The DoC of composites (Beautifil-Bulk, SHOFU; Filtek-Bulk-Fill, 3M ESPE; Tetric-EvoCeram-Bulk-Fill, Ivoclar; Sonic-Fill-2, Kerr; Venus-Bulk-Fill, Heraeus; Z250, 3M-ESPE) were measured according to ISO-4049 using high-irradiance LCUs (FlashMax-P3, CMS-Dental; SPEC3, Coltene) and conventional LCU (Paradigm, 3M-ESPE) for exposure times: 3/9-s, 3/20-s, and 10/20-s respectively. Using FTIR, the DoP per composite was measured at the bottom surface as a function of post-curing times for the LCUs at the same exposure times. Data was analyzed with nonlinear regression and ANOVA/Tukey.

RESULTS

Significant differences in DoC were found amongst the LCUs for the various exposure times. All BFCs failed to meet the DoC claimed by manufacturers and failed to satisfy ISO-4049 with the high-irradiance LCUs with 3-s exposures. Standard irradiance and 20-s exposures outperformed all other irradiance-exposure combinations for maximizing the DoC and DoP of BFCs.

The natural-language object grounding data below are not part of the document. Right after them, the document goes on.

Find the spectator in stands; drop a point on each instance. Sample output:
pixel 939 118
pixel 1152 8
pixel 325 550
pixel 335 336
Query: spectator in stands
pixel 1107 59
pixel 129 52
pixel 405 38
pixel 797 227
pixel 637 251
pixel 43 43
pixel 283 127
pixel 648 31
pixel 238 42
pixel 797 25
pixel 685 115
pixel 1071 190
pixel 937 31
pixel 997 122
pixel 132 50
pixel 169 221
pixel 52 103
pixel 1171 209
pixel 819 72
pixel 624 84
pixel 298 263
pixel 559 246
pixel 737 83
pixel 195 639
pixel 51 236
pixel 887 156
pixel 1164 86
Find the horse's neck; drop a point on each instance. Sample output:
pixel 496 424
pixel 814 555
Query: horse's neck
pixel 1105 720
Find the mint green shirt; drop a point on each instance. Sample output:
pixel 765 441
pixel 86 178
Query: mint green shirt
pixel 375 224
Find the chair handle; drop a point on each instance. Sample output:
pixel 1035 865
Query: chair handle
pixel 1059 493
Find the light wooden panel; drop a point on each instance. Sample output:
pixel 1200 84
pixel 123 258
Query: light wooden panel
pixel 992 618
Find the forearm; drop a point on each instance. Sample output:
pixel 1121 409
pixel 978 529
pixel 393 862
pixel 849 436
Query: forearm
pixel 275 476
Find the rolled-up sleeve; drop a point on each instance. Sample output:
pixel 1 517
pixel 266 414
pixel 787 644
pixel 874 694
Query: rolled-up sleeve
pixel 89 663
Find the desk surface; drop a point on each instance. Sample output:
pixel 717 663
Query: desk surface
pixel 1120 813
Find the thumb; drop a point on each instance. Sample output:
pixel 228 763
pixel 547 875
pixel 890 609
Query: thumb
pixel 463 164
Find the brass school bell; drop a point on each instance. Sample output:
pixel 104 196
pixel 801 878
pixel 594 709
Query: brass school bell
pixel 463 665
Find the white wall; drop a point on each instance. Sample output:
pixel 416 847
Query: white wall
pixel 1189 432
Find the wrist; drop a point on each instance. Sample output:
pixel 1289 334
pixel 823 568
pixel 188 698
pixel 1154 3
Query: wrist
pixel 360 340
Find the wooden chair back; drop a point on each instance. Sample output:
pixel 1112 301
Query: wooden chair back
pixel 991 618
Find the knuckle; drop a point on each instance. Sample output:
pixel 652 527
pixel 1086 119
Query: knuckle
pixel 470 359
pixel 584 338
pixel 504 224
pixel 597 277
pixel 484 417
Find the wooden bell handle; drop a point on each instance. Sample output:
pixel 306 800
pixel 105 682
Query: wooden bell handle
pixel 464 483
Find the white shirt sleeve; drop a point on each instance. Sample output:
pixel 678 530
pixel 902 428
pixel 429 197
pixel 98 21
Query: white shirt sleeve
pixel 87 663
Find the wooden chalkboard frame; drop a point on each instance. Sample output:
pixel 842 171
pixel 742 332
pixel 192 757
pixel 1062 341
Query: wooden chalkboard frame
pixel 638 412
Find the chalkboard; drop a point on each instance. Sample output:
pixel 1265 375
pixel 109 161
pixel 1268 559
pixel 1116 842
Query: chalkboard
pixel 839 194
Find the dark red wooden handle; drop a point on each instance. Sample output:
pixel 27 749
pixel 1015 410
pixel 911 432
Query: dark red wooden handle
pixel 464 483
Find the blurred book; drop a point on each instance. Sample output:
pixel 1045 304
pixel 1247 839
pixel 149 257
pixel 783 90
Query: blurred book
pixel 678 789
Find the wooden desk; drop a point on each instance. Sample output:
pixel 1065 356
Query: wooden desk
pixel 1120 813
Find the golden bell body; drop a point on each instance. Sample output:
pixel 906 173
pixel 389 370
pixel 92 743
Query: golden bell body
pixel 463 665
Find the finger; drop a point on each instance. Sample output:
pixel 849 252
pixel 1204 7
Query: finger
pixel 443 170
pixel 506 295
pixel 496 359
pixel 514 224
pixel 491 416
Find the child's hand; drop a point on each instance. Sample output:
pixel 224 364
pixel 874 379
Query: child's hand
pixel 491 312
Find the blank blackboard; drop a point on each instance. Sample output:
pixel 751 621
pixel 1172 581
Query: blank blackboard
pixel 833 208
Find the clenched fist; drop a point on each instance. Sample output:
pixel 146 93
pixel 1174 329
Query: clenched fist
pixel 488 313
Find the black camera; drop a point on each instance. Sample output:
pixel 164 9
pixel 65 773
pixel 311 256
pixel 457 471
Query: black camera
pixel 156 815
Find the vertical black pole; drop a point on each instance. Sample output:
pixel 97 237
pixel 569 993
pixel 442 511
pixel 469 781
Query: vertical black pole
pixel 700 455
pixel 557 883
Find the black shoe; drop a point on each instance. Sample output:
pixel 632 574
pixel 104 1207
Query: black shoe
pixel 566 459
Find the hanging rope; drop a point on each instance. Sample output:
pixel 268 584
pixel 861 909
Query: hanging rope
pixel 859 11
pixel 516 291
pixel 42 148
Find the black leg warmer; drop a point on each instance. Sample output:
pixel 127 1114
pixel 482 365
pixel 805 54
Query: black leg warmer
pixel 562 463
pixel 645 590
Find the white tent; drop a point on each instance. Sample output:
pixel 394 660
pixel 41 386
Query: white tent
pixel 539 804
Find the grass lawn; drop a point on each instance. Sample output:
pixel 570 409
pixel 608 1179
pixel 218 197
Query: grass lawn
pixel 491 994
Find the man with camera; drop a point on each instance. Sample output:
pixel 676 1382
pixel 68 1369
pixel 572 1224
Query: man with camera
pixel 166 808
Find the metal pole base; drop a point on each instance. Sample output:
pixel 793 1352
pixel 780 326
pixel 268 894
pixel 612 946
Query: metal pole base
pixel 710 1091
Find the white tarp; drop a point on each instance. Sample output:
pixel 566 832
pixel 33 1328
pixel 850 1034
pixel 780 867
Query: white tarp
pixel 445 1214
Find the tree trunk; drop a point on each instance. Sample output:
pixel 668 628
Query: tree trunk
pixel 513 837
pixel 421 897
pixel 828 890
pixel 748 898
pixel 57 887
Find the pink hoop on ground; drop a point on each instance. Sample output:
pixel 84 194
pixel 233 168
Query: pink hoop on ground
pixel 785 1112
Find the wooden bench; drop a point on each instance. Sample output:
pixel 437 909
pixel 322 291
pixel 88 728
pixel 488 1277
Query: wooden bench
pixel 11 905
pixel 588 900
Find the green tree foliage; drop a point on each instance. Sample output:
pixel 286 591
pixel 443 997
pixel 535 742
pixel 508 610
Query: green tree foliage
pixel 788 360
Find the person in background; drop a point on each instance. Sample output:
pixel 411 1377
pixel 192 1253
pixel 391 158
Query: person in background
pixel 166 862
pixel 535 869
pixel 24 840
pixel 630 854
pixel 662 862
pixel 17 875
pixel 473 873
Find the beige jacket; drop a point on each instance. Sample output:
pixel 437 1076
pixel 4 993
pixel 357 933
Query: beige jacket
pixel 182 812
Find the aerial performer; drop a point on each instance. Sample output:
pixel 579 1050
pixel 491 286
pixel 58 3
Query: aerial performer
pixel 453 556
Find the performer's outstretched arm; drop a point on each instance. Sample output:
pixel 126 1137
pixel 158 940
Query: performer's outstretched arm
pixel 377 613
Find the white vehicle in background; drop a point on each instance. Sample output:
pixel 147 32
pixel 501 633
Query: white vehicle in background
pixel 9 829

A minimum of 15.3J/cm radiant exposure was required to achieve an adequate maximum polymerization rate. Venus Bulk exhibited the highest DoC and DoP for any LCU-exposure-time combination.

SIGNIFICANCE

Among the different combinations of BFCs and LCUs, DoC and DoP were always increased with longer exposure time, but there exists a theoretical radiant-exposure limit beyond which DoP or DoC remains unchanged. However, high DoC or DoP are not always associated with one another. Thus, the exposure-reciprocity law must be approached thoughtfully since irradiance and exposure can independently affect DoP and DoC.